(Comentário à frase da Prof. Martha Nussbaum - 2.ª Tarefa)
“Animal – designação comum aos organismos do reino Animalia, heterotróficos, multicelulares e com capacidade de locomoção; animal irracional” (Dicionário Houaiss da Língua Portuguesa).
Os animais surgiram no planeta Terra primeiro que os humanos e, ao longo da evolução (quer humana quer animal) sempre acompanharam o Homem. Estiveram presentes em todos os estádios da evolução e também eles se foram adaptando às novas condições que foram surgindo.
Inicialmente, o homem servia-se do animal para sobreviver, caçando-o e alimentando-se dele. À medida que o tempo foi passando, o homem foi-se apercebendo que os animais podiam desempenhar outras funções: transportavam coisas, puxavam carroças e arados, divertiam as pessoas, faziam companhia, e, mais tarde, foram (e são) utilizados para fins científicos e, principalmente, contribuem para a preservação dos ecossistemas cujo desequilíbrio tem consequências nefastas para o próprio Homem.

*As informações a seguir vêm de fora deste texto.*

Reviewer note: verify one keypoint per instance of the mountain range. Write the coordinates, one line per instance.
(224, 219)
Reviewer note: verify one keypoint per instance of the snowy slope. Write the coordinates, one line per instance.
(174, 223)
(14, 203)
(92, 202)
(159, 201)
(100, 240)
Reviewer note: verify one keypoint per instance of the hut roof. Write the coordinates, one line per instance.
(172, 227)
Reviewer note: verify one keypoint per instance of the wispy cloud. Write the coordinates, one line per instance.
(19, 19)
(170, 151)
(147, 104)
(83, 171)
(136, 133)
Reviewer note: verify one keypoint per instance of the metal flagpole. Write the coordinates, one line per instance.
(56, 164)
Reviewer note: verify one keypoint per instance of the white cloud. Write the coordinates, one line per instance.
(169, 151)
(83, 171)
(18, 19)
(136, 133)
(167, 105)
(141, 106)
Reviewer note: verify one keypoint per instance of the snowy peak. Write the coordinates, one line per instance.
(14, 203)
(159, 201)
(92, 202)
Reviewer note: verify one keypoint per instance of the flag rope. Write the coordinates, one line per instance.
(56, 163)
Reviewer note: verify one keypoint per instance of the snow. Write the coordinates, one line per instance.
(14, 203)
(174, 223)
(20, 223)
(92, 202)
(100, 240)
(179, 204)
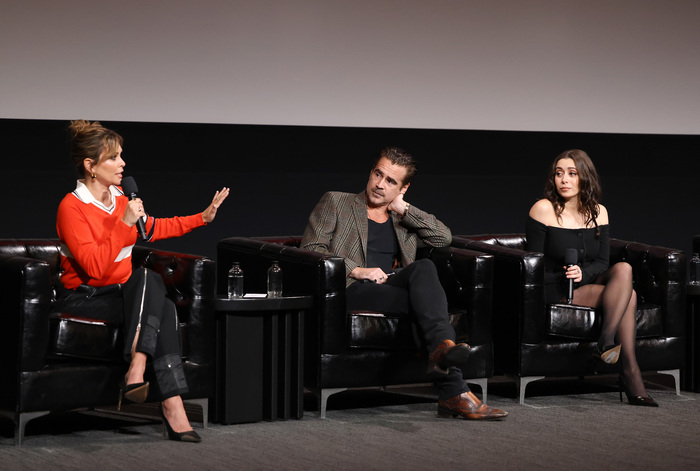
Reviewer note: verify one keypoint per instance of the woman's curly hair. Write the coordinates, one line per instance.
(589, 186)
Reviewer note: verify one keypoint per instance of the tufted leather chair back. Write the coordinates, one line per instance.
(51, 361)
(535, 339)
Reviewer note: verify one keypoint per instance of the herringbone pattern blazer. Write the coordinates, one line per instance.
(338, 226)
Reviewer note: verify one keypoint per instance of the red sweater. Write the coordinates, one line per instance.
(95, 243)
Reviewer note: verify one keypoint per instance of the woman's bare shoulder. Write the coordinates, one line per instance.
(603, 215)
(543, 211)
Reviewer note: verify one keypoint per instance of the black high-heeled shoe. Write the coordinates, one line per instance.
(189, 436)
(646, 401)
(135, 392)
(609, 355)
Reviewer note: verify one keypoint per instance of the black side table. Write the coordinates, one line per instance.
(260, 349)
(691, 371)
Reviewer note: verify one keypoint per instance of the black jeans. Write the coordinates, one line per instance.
(142, 307)
(416, 291)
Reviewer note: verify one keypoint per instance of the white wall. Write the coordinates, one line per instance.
(607, 66)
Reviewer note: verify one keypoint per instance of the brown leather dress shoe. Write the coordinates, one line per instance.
(448, 354)
(468, 406)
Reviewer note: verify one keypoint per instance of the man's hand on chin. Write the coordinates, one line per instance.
(398, 205)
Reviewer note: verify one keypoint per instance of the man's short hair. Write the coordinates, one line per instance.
(400, 157)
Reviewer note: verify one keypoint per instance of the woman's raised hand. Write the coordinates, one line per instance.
(134, 210)
(210, 213)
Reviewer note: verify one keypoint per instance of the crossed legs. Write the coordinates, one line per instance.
(613, 293)
(151, 320)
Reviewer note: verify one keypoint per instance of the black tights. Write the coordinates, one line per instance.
(613, 293)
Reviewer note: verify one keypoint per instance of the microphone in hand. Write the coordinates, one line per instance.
(131, 191)
(570, 259)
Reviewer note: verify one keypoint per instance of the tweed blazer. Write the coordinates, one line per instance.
(338, 226)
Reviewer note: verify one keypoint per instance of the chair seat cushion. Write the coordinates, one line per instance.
(581, 322)
(80, 337)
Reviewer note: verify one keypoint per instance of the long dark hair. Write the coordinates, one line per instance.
(589, 186)
(88, 141)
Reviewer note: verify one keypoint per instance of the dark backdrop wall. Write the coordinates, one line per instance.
(474, 181)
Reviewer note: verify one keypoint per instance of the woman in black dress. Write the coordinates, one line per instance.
(570, 216)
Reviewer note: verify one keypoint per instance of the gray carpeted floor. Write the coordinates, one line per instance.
(565, 424)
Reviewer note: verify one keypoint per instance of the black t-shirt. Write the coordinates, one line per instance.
(381, 245)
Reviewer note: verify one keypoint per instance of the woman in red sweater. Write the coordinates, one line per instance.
(96, 224)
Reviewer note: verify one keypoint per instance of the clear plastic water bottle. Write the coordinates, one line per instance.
(235, 281)
(695, 269)
(274, 281)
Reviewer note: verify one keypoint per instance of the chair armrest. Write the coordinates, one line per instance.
(190, 282)
(25, 304)
(467, 278)
(304, 273)
(519, 301)
(659, 278)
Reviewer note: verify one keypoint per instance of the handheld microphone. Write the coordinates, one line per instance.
(131, 190)
(570, 259)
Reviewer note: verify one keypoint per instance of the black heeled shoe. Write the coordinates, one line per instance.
(136, 393)
(646, 401)
(190, 436)
(609, 355)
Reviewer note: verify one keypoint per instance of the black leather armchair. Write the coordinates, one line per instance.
(535, 340)
(55, 362)
(367, 349)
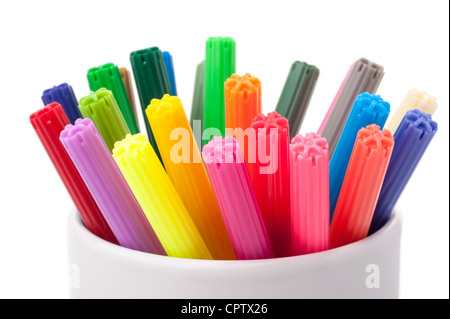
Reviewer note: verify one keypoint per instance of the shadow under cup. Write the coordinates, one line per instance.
(365, 269)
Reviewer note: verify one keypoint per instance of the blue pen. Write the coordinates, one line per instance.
(168, 61)
(412, 138)
(368, 109)
(64, 95)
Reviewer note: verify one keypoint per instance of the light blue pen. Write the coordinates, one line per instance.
(367, 109)
(168, 61)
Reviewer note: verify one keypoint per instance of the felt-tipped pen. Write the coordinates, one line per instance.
(414, 99)
(108, 76)
(152, 82)
(120, 208)
(65, 96)
(270, 177)
(310, 217)
(101, 107)
(158, 198)
(187, 172)
(365, 76)
(412, 138)
(220, 64)
(48, 124)
(296, 95)
(367, 109)
(229, 177)
(362, 184)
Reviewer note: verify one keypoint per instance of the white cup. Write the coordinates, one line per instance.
(365, 269)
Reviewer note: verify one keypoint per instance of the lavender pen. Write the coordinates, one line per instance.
(109, 188)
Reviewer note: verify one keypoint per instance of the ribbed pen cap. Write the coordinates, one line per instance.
(101, 107)
(108, 76)
(412, 139)
(64, 95)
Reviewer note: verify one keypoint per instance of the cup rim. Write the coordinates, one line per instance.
(76, 227)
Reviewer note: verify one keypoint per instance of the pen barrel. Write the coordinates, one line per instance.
(361, 186)
(152, 82)
(220, 64)
(65, 96)
(412, 138)
(108, 76)
(270, 178)
(309, 200)
(126, 79)
(365, 76)
(296, 94)
(168, 62)
(94, 161)
(198, 102)
(242, 105)
(101, 107)
(158, 198)
(367, 109)
(229, 177)
(48, 124)
(333, 103)
(188, 174)
(414, 99)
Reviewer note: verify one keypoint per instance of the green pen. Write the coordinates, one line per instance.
(220, 64)
(108, 76)
(152, 82)
(101, 107)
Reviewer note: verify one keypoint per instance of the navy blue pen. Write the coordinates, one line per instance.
(368, 109)
(412, 138)
(168, 61)
(64, 95)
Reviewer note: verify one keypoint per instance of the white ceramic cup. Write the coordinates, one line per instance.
(365, 269)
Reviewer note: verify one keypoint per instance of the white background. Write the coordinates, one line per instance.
(45, 43)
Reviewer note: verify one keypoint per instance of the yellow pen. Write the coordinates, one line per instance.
(184, 165)
(158, 198)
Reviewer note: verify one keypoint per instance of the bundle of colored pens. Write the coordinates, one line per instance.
(257, 189)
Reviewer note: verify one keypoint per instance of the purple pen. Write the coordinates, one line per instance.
(109, 188)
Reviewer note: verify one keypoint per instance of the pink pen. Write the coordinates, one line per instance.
(270, 178)
(325, 120)
(310, 215)
(229, 177)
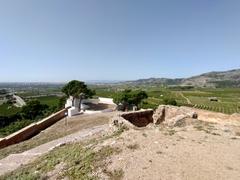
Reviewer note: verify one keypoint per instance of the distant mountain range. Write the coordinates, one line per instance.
(212, 79)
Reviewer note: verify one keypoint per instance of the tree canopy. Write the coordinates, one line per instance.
(76, 88)
(33, 109)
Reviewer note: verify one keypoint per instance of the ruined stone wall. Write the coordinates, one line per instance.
(139, 118)
(32, 129)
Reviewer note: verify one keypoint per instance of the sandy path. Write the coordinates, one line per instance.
(14, 161)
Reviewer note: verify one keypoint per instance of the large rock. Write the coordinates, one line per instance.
(170, 115)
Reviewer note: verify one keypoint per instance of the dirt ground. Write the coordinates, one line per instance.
(60, 129)
(197, 151)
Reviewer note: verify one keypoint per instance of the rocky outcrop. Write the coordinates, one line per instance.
(170, 115)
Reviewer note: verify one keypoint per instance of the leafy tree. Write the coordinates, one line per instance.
(61, 102)
(33, 109)
(77, 89)
(129, 97)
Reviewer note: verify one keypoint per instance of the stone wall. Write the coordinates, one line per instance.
(135, 119)
(139, 118)
(32, 129)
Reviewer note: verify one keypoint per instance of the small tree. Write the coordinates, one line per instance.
(33, 109)
(77, 89)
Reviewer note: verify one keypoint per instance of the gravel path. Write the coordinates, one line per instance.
(14, 161)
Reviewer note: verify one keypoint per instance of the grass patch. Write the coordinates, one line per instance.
(115, 175)
(133, 147)
(79, 163)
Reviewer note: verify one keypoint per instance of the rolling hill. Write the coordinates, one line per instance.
(212, 79)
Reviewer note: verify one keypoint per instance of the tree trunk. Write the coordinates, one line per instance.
(73, 102)
(79, 106)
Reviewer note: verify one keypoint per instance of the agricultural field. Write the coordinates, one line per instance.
(49, 100)
(228, 99)
(8, 110)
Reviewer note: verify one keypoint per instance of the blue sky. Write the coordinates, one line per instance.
(60, 40)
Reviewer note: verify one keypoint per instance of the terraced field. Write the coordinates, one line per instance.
(228, 100)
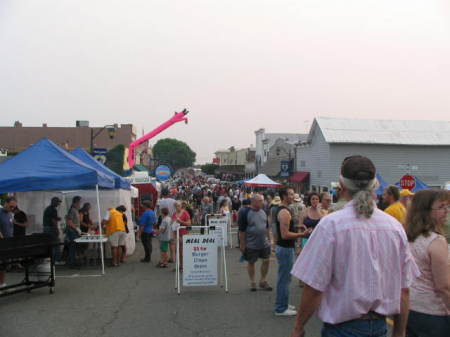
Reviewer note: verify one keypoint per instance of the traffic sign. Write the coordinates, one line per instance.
(408, 182)
(100, 154)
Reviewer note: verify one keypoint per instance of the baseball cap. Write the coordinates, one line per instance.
(276, 200)
(358, 168)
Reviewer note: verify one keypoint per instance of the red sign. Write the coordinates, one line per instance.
(407, 182)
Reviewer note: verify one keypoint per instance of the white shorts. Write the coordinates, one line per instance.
(117, 239)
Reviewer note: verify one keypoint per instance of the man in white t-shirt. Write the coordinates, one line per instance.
(166, 202)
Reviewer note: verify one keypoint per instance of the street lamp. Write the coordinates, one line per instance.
(111, 129)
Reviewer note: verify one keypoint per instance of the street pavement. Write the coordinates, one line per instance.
(137, 299)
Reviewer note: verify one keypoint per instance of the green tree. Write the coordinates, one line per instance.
(115, 158)
(173, 152)
(209, 168)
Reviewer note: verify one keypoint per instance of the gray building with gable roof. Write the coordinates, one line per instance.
(421, 148)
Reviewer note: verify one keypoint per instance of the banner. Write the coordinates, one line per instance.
(285, 168)
(200, 260)
(220, 221)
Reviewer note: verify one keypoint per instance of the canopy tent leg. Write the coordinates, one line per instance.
(100, 229)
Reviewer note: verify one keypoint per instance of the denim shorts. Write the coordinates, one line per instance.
(252, 255)
(420, 324)
(356, 328)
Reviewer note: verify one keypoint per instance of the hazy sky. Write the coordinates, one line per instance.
(236, 65)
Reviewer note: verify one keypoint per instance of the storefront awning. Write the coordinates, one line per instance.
(299, 177)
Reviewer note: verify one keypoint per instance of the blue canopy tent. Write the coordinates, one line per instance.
(46, 166)
(383, 185)
(420, 185)
(119, 182)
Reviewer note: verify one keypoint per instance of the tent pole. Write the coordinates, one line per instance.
(100, 229)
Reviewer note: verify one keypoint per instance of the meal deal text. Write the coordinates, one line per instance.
(200, 260)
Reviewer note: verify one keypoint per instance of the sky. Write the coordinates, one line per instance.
(236, 66)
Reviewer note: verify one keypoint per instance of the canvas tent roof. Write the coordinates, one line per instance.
(377, 131)
(46, 166)
(119, 182)
(261, 180)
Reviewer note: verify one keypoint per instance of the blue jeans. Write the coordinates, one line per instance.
(56, 251)
(285, 257)
(356, 328)
(420, 324)
(71, 235)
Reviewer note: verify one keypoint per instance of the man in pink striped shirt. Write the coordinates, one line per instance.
(357, 266)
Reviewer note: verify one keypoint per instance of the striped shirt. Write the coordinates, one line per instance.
(359, 264)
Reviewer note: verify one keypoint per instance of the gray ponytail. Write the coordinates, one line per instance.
(362, 195)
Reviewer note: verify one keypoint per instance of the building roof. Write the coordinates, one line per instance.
(290, 138)
(377, 131)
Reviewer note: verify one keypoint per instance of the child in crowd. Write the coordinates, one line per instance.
(164, 238)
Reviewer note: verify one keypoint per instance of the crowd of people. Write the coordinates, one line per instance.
(359, 259)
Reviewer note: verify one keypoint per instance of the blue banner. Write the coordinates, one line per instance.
(163, 172)
(285, 168)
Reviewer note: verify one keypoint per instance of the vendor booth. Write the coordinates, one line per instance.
(261, 180)
(45, 166)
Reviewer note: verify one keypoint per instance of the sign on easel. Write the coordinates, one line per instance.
(202, 264)
(221, 221)
(200, 260)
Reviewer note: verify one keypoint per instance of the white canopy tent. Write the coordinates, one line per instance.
(261, 180)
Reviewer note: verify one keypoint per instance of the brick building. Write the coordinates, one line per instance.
(18, 137)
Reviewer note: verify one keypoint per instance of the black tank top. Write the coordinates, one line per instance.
(286, 243)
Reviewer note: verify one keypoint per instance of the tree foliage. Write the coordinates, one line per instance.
(173, 152)
(209, 168)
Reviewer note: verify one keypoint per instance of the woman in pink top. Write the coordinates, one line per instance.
(181, 217)
(430, 292)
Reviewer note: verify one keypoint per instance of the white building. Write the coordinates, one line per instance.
(424, 146)
(265, 141)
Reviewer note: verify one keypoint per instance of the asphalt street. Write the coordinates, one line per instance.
(137, 299)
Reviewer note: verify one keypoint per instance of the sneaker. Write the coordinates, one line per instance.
(287, 312)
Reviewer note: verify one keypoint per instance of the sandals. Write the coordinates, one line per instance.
(265, 286)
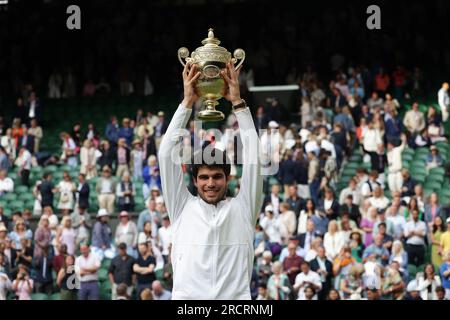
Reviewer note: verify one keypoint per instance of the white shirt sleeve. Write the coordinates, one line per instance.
(250, 193)
(174, 190)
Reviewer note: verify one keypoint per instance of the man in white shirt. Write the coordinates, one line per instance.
(307, 278)
(271, 225)
(212, 243)
(444, 100)
(86, 267)
(369, 187)
(394, 156)
(414, 120)
(165, 237)
(415, 231)
(6, 183)
(23, 161)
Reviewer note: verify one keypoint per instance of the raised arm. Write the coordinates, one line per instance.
(175, 192)
(250, 192)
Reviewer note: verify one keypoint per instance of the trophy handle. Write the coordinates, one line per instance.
(183, 53)
(238, 54)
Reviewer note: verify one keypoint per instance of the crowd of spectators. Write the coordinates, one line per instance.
(378, 237)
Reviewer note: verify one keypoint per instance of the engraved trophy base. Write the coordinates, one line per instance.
(210, 113)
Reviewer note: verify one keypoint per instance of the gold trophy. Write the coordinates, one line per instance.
(210, 60)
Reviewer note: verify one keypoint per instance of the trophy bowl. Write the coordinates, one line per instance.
(210, 59)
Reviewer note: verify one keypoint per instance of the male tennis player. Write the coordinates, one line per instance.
(212, 242)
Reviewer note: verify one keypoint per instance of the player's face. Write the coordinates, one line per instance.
(211, 184)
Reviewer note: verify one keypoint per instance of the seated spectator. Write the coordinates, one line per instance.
(415, 232)
(352, 284)
(125, 193)
(434, 159)
(413, 291)
(20, 232)
(288, 222)
(393, 286)
(444, 271)
(379, 200)
(291, 264)
(6, 183)
(401, 257)
(43, 279)
(278, 285)
(428, 282)
(121, 272)
(144, 267)
(159, 293)
(101, 236)
(23, 285)
(351, 209)
(126, 232)
(271, 227)
(377, 251)
(307, 278)
(305, 214)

Rapidamente se percebeu que os animais não eram coisas no sentido literal da palavra: moviam-se por si próprios, respiravam, alimentavam-se, sentiam dor e mostravam quando estavam alegres ou tristes.
Alertados para as atrocidades cometidas contra os animais, quer domésticos quer selvagens, e para o facto de algumas espécies estarem em vias de extinção e outras já extintas, os legisladores dos vários países já elaboraram vários diplomas tentando remediar a situação.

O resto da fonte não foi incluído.